山梨県の長崎幸太郎知事が推進する富士山登山鉄道構想は、麓と5合目を結ぶ有料道路「富士スバルライン」上に、軌道を敷設して次世代型路面電車(LRT)を走らせるもの。一般の自動車やバスは通行させないことで、来訪者数をコントロールし、富士山の過剰な混雑を防ぐ狙いだ。

これに対し、富士吉田市が2月に、富士山の関係者の意見交換会を開催。ここで反対の意見が多かったことから、有志によって市民団体を設立しての反対運動を展開する方針を固めていた。市民団体では鉄道が新たな環境破壊につながることや、富士山の地盤が脆弱であり、鉄道は実現不可能だとして反対する。

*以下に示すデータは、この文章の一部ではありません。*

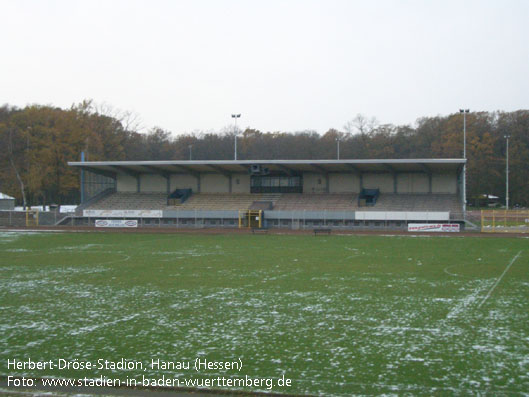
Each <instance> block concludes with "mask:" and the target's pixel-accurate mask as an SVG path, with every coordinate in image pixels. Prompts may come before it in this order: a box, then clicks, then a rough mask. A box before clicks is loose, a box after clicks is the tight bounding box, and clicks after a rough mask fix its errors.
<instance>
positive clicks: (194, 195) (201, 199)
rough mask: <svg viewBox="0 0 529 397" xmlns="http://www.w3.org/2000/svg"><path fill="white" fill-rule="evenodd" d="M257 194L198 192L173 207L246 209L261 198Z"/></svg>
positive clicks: (223, 208)
mask: <svg viewBox="0 0 529 397" xmlns="http://www.w3.org/2000/svg"><path fill="white" fill-rule="evenodd" d="M256 196H260V195H255V194H249V193H248V194H229V193H197V194H193V195H192V196H191V197H189V198H188V199H187V201H185V202H184V203H182V204H180V205H176V206H174V207H172V208H173V209H178V210H210V211H216V210H232V211H235V210H245V209H249V208H250V206H251V205H252V203H253V202H254V201H255V200H257V199H259V197H256Z"/></svg>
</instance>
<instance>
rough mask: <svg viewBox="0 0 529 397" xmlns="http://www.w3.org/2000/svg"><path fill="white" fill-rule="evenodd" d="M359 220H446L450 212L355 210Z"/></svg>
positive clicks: (384, 220) (434, 220)
mask: <svg viewBox="0 0 529 397" xmlns="http://www.w3.org/2000/svg"><path fill="white" fill-rule="evenodd" d="M355 219H356V220H359V221H430V220H431V221H448V220H449V219H450V212H444V211H443V212H441V211H436V212H426V211H356V212H355Z"/></svg>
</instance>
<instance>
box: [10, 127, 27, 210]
mask: <svg viewBox="0 0 529 397" xmlns="http://www.w3.org/2000/svg"><path fill="white" fill-rule="evenodd" d="M7 151H8V154H9V162H10V163H11V167H13V170H14V171H15V176H16V177H17V181H18V184H19V185H20V192H21V193H22V202H23V205H24V209H26V206H27V201H26V187H25V186H24V181H23V180H22V178H21V177H20V173H19V172H18V168H17V166H16V164H15V156H14V155H13V128H9V139H8V141H7Z"/></svg>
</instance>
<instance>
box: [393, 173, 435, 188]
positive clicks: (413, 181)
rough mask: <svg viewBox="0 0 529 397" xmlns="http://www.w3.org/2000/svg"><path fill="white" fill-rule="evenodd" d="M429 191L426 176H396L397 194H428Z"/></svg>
mask: <svg viewBox="0 0 529 397" xmlns="http://www.w3.org/2000/svg"><path fill="white" fill-rule="evenodd" d="M429 190H430V182H429V180H428V175H427V174H423V173H419V174H418V173H409V174H397V193H428V192H429Z"/></svg>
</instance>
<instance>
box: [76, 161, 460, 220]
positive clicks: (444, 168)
mask: <svg viewBox="0 0 529 397" xmlns="http://www.w3.org/2000/svg"><path fill="white" fill-rule="evenodd" d="M69 165H70V166H73V167H76V168H78V169H80V170H81V197H82V203H81V206H80V207H79V208H78V211H77V214H76V217H75V224H78V225H93V224H94V223H95V221H96V220H98V219H99V220H100V219H132V220H137V221H138V224H139V225H140V226H158V227H252V228H254V227H255V228H257V227H268V228H275V227H282V228H293V229H298V228H316V227H329V228H346V229H355V228H375V229H376V228H381V227H383V228H392V229H400V228H405V227H406V226H407V224H408V223H410V222H425V223H432V222H456V223H460V224H463V223H464V211H465V207H464V203H465V197H464V194H465V192H464V189H463V185H462V183H463V182H462V181H463V180H464V179H463V167H464V165H465V160H464V159H398V160H396V159H388V160H241V161H224V160H210V161H91V162H70V163H69Z"/></svg>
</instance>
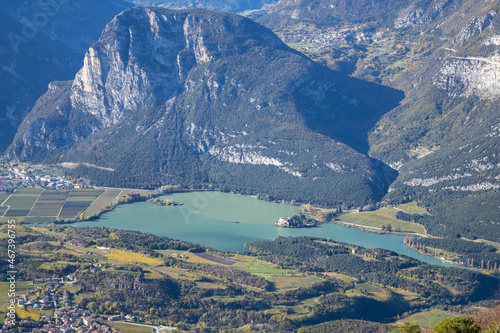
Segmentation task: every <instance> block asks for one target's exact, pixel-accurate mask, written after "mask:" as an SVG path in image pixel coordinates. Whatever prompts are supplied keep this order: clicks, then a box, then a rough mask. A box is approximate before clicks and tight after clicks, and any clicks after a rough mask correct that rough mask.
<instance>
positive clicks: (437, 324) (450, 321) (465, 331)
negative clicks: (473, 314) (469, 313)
mask: <svg viewBox="0 0 500 333" xmlns="http://www.w3.org/2000/svg"><path fill="white" fill-rule="evenodd" d="M479 332H481V328H480V327H479V326H478V325H477V324H476V323H475V322H474V319H473V318H472V317H469V316H460V317H455V318H447V319H444V320H442V321H441V322H440V323H439V324H437V326H436V327H434V333H479Z"/></svg>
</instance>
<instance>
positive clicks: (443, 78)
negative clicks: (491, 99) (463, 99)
mask: <svg viewBox="0 0 500 333" xmlns="http://www.w3.org/2000/svg"><path fill="white" fill-rule="evenodd" d="M434 84H435V85H436V86H438V87H439V88H441V89H444V90H446V91H448V94H449V95H450V96H454V97H459V96H461V97H467V96H473V95H474V96H479V97H481V98H483V99H490V100H491V99H495V98H498V97H499V96H500V57H497V56H494V57H490V58H480V57H468V58H455V57H451V58H450V59H449V60H447V61H446V62H445V63H444V65H443V67H442V68H441V70H440V71H439V74H438V75H437V76H436V77H435V78H434Z"/></svg>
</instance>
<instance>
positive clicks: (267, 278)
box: [267, 275, 324, 289]
mask: <svg viewBox="0 0 500 333" xmlns="http://www.w3.org/2000/svg"><path fill="white" fill-rule="evenodd" d="M267 280H268V281H270V282H273V283H274V285H275V287H276V288H277V289H297V288H307V287H310V286H312V285H313V284H314V283H316V282H321V281H324V280H323V279H322V278H320V277H318V276H315V275H307V276H270V277H268V278H267Z"/></svg>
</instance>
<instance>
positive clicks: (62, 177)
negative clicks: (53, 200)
mask: <svg viewBox="0 0 500 333" xmlns="http://www.w3.org/2000/svg"><path fill="white" fill-rule="evenodd" d="M20 187H43V188H46V189H58V190H72V189H79V188H90V187H91V186H90V185H89V183H88V181H86V180H69V179H66V178H64V177H62V176H54V175H48V174H47V173H45V172H43V171H41V170H39V169H36V168H33V167H30V166H28V165H18V164H8V163H3V164H0V191H14V190H15V189H17V188H20Z"/></svg>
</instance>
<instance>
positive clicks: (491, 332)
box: [484, 324, 500, 333]
mask: <svg viewBox="0 0 500 333" xmlns="http://www.w3.org/2000/svg"><path fill="white" fill-rule="evenodd" d="M484 333H500V324H496V325H494V326H491V327H490V328H488V329H487V330H486V331H484Z"/></svg>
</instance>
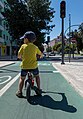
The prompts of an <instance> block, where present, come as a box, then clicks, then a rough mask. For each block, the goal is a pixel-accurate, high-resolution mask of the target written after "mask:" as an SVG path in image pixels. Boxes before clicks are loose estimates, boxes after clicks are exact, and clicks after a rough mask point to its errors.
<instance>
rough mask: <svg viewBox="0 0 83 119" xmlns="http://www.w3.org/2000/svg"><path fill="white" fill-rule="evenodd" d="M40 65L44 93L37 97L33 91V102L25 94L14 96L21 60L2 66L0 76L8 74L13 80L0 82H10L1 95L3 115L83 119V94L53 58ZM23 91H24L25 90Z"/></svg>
mask: <svg viewBox="0 0 83 119" xmlns="http://www.w3.org/2000/svg"><path fill="white" fill-rule="evenodd" d="M39 69H40V76H41V87H42V89H43V94H42V97H37V96H34V95H35V93H34V92H32V97H31V103H28V102H27V100H26V98H22V99H19V98H17V97H16V96H15V92H16V90H17V86H18V78H19V71H20V68H19V62H16V63H15V64H12V65H9V66H6V67H3V68H0V77H1V76H8V75H9V76H11V77H12V80H13V81H14V82H13V83H10V82H11V81H12V80H11V81H8V82H6V84H5V85H3V86H2V87H1V85H2V84H1V85H0V87H1V89H3V87H4V86H6V85H7V84H8V83H10V85H8V86H7V87H9V88H8V89H6V90H5V89H4V90H5V91H4V90H3V91H4V93H3V94H2V95H1V97H0V119H33V118H35V119H39V118H40V119H83V112H82V109H83V98H82V97H81V96H80V95H79V94H78V93H77V92H76V91H75V89H74V88H73V87H72V86H71V85H70V84H69V83H68V82H67V81H66V80H65V78H64V77H63V76H62V75H61V74H60V72H59V71H58V70H57V69H55V68H54V67H53V66H52V63H51V62H50V61H47V62H46V61H39ZM16 76H17V77H16ZM1 81H2V79H1ZM0 91H1V90H0ZM23 93H24V95H25V91H23ZM78 102H79V103H78Z"/></svg>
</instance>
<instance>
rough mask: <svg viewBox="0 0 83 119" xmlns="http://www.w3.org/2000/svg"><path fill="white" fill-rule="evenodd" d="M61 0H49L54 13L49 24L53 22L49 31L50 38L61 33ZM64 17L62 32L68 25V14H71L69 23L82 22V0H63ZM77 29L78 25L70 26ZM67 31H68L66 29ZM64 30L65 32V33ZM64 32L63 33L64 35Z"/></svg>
mask: <svg viewBox="0 0 83 119" xmlns="http://www.w3.org/2000/svg"><path fill="white" fill-rule="evenodd" d="M61 1H62V0H51V2H52V3H51V7H52V8H54V10H55V14H54V18H53V19H52V23H51V24H55V27H54V28H53V30H52V32H51V33H50V40H53V39H54V38H57V36H59V35H60V33H61V26H62V20H61V18H60V3H61ZM65 1H66V17H65V18H64V32H65V31H66V30H67V28H68V27H69V14H70V15H71V25H78V24H81V23H83V0H65ZM75 29H78V26H76V27H75V26H74V27H71V30H75ZM67 32H68V31H67ZM67 32H66V34H67ZM66 34H65V35H66Z"/></svg>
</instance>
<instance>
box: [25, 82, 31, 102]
mask: <svg viewBox="0 0 83 119" xmlns="http://www.w3.org/2000/svg"><path fill="white" fill-rule="evenodd" d="M30 94H31V86H30V83H29V82H27V85H26V99H27V101H29V99H30Z"/></svg>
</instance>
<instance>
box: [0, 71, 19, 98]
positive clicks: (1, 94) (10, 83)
mask: <svg viewBox="0 0 83 119" xmlns="http://www.w3.org/2000/svg"><path fill="white" fill-rule="evenodd" d="M19 76H20V73H19V74H18V75H16V76H15V77H14V78H13V79H11V81H10V82H9V83H7V84H6V85H5V86H4V87H3V88H2V89H1V90H0V97H1V96H2V95H3V94H4V93H5V92H6V91H7V90H8V89H9V88H10V87H11V86H12V84H13V83H14V82H15V81H16V80H17V79H18V78H19Z"/></svg>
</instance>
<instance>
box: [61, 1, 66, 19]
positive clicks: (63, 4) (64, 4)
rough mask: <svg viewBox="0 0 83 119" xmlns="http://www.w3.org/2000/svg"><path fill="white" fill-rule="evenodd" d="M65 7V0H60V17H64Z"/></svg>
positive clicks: (65, 8)
mask: <svg viewBox="0 0 83 119" xmlns="http://www.w3.org/2000/svg"><path fill="white" fill-rule="evenodd" d="M65 9H66V2H65V1H62V2H61V3H60V17H61V18H65V11H66V10H65Z"/></svg>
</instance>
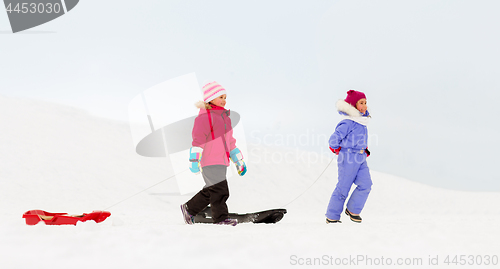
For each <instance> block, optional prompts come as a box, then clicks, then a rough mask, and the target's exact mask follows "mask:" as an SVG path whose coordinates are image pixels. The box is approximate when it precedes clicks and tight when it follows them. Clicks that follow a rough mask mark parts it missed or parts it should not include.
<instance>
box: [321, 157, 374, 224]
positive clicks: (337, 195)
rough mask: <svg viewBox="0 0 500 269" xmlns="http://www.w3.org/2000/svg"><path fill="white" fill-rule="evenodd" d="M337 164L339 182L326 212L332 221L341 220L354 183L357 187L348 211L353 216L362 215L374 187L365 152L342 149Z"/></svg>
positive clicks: (354, 190)
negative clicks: (350, 189) (348, 197)
mask: <svg viewBox="0 0 500 269" xmlns="http://www.w3.org/2000/svg"><path fill="white" fill-rule="evenodd" d="M337 164H338V168H339V169H338V172H339V182H338V183H337V186H336V187H335V190H334V191H333V193H332V197H331V198H330V203H329V204H328V209H327V210H326V217H327V218H329V219H331V220H340V214H341V213H342V211H343V209H344V203H345V200H346V198H347V196H348V194H349V190H350V189H351V185H352V184H353V183H354V184H356V185H357V187H356V189H355V190H354V191H353V192H352V194H351V197H350V198H349V201H348V202H347V209H348V210H349V211H351V213H353V214H359V213H361V210H363V207H364V206H365V202H366V199H367V198H368V194H370V190H371V186H372V179H371V177H370V171H369V169H368V165H367V164H366V154H365V152H364V150H354V149H341V151H340V153H339V158H338V159H337Z"/></svg>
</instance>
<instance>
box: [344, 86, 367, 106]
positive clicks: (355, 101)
mask: <svg viewBox="0 0 500 269" xmlns="http://www.w3.org/2000/svg"><path fill="white" fill-rule="evenodd" d="M363 98H364V99H366V95H365V94H364V93H362V92H358V91H355V90H349V91H347V97H346V99H345V100H344V101H346V103H348V104H350V105H351V106H353V107H356V103H357V102H358V101H359V100H360V99H363Z"/></svg>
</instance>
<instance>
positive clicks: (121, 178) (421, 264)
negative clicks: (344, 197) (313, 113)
mask: <svg viewBox="0 0 500 269" xmlns="http://www.w3.org/2000/svg"><path fill="white" fill-rule="evenodd" d="M0 128H1V129H0V133H1V135H0V152H1V153H2V154H1V157H0V160H1V164H2V168H1V169H0V177H1V180H0V182H1V188H0V197H1V201H2V203H0V209H1V213H0V220H1V222H0V238H1V241H0V242H1V243H0V260H1V261H2V267H5V268H31V267H38V268H66V267H71V268H88V267H96V266H97V267H98V268H101V267H106V268H139V267H140V268H199V267H200V266H203V268H229V267H230V266H232V265H238V268H258V267H265V268H271V267H274V268H287V267H292V268H293V267H297V266H300V265H304V266H305V267H307V264H308V263H309V264H311V266H312V267H317V266H320V267H321V266H326V267H328V265H330V267H332V266H338V265H336V264H335V262H336V261H340V262H342V261H348V260H349V258H353V257H354V258H356V260H355V261H356V262H358V263H357V264H352V263H351V264H344V267H349V266H351V265H352V266H354V265H356V266H357V267H361V268H372V267H380V268H382V267H385V266H382V265H380V262H381V261H382V259H383V261H384V262H385V263H386V264H387V263H388V261H389V260H390V261H391V265H393V266H394V265H396V266H395V267H398V266H397V265H400V264H399V261H401V262H402V263H403V265H401V267H405V268H409V267H411V266H415V267H418V268H430V267H432V268H435V267H439V266H442V267H447V266H449V265H450V264H446V263H444V262H445V259H446V257H449V258H453V257H454V256H456V255H468V256H470V255H474V257H476V256H481V258H484V257H485V256H486V255H489V256H492V255H500V247H499V244H498V240H499V239H500V236H499V235H500V234H499V232H498V228H497V227H498V222H499V221H500V209H499V208H498V205H499V204H500V195H499V194H498V193H474V192H460V191H450V190H444V189H438V188H434V187H429V186H426V185H423V184H419V183H415V182H411V181H408V180H406V179H403V178H398V177H394V176H391V175H387V174H382V173H378V172H376V171H371V172H372V177H373V182H374V185H373V189H372V193H371V195H370V197H369V200H368V202H367V204H366V207H365V209H364V212H363V213H362V216H363V223H362V224H355V223H352V222H350V221H349V220H348V218H346V217H345V216H343V219H342V221H343V223H342V224H339V225H331V224H330V225H327V224H325V222H324V221H325V217H324V213H325V209H326V206H327V203H328V200H329V197H330V195H331V192H332V191H333V189H334V186H335V183H336V164H335V160H334V161H333V162H332V164H331V165H330V167H328V168H327V170H326V171H325V173H324V174H323V176H322V177H320V178H319V180H317V182H316V183H315V184H314V185H312V184H313V182H315V180H316V179H317V178H318V176H319V175H320V174H321V172H322V171H323V170H324V169H325V168H326V167H327V165H328V163H329V161H330V159H329V158H320V159H316V160H315V161H314V162H309V163H306V162H301V158H298V157H300V156H307V155H308V154H309V153H307V152H299V151H294V150H287V149H283V148H269V147H263V146H260V145H250V147H249V151H250V152H249V153H248V154H251V155H252V156H251V158H250V160H251V162H249V163H248V173H247V175H245V176H244V177H241V178H236V179H231V180H230V182H229V186H230V191H231V197H230V198H229V201H228V206H229V208H230V211H237V212H241V213H245V212H250V211H256V210H264V209H269V208H274V207H281V206H285V205H286V208H287V210H288V214H287V215H286V216H285V218H284V219H283V220H282V221H281V222H280V223H278V224H276V225H254V224H241V225H238V226H236V227H225V226H216V225H193V226H188V225H185V224H184V223H183V220H182V217H181V214H180V211H179V205H180V204H181V203H183V202H185V201H187V200H188V199H189V198H190V196H189V195H186V196H181V195H179V194H178V192H177V186H176V183H175V180H166V181H165V182H163V183H161V184H159V185H157V186H155V187H153V188H150V189H148V190H147V191H144V192H142V193H140V194H138V195H136V196H133V197H131V196H132V195H134V194H136V193H138V192H140V191H142V190H144V189H146V188H148V187H150V186H152V185H154V184H156V183H158V182H161V181H163V180H165V179H167V178H168V177H169V176H171V175H172V169H171V168H169V167H168V166H167V165H166V161H165V160H164V159H161V158H145V157H141V156H139V155H137V154H136V153H135V152H134V147H133V143H132V139H131V136H130V131H129V128H128V126H127V124H126V123H120V122H114V121H109V120H105V119H100V118H95V117H92V116H89V115H88V114H87V113H85V112H84V111H81V110H78V109H74V108H70V107H65V106H61V105H56V104H50V103H44V102H40V101H35V100H25V99H16V98H8V97H0ZM266 154H268V155H269V156H282V157H283V156H288V157H291V158H288V159H287V158H282V159H281V160H282V161H279V162H278V161H276V160H279V159H278V158H275V159H274V160H275V161H273V159H272V158H270V159H265V158H262V156H265V155H266ZM296 157H297V158H296ZM370 158H377V157H376V152H373V153H372V156H370ZM370 158H369V159H368V162H369V161H370ZM303 159H307V158H303ZM311 185H312V187H310V186H311ZM309 187H310V189H308V190H307V191H306V192H304V191H305V190H306V189H307V188H309ZM129 197H131V198H129ZM127 198H129V199H127ZM291 201H293V202H291ZM290 202H291V203H290ZM108 208H109V209H108ZM31 209H43V210H47V211H51V212H68V213H81V212H87V211H91V210H109V211H110V212H111V213H112V215H111V217H110V218H108V219H107V220H106V221H104V222H103V223H100V224H96V223H93V222H86V223H79V224H78V225H77V226H45V225H43V224H39V225H36V226H27V225H26V224H25V223H24V220H23V219H22V213H23V212H25V211H27V210H31ZM361 258H362V259H363V260H364V262H363V261H359V260H360V259H361ZM435 258H437V261H438V266H435V265H431V264H432V263H433V262H434V261H435V260H434V259H435ZM370 259H371V263H369V262H370ZM449 261H452V259H449ZM406 262H408V263H411V264H406V265H405V263H406ZM377 263H378V265H377ZM419 263H420V264H419ZM451 265H453V264H451ZM475 266H477V265H467V266H464V267H469V268H471V267H475ZM300 267H302V266H300ZM478 267H481V268H484V267H485V266H484V265H483V266H478ZM486 267H487V268H488V266H486ZM489 267H492V265H489Z"/></svg>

大量の土砂が流入した富士スバルライン=9日、山梨県鳴沢村(同県提供)
大量の土砂が流入した富士スバルライン=9日、山梨県鳴沢村(同県提供)

さらに、今月9日の大雨でスバルラインで大規模な土砂流入があり、一部通行止めになっていることに対し、堀内氏は「鉄道構想を歓迎している人に、自然の驚異を見たかといいたい。富士山はそんな甘い山ではないという神の言葉ではないか」との見解を示した。さらに「毎年のように泥雪流が起きている。この現実をしっかりと受け止め自然の驚異を認識してもらいたい」として、鉄道構想の見直しを求めた。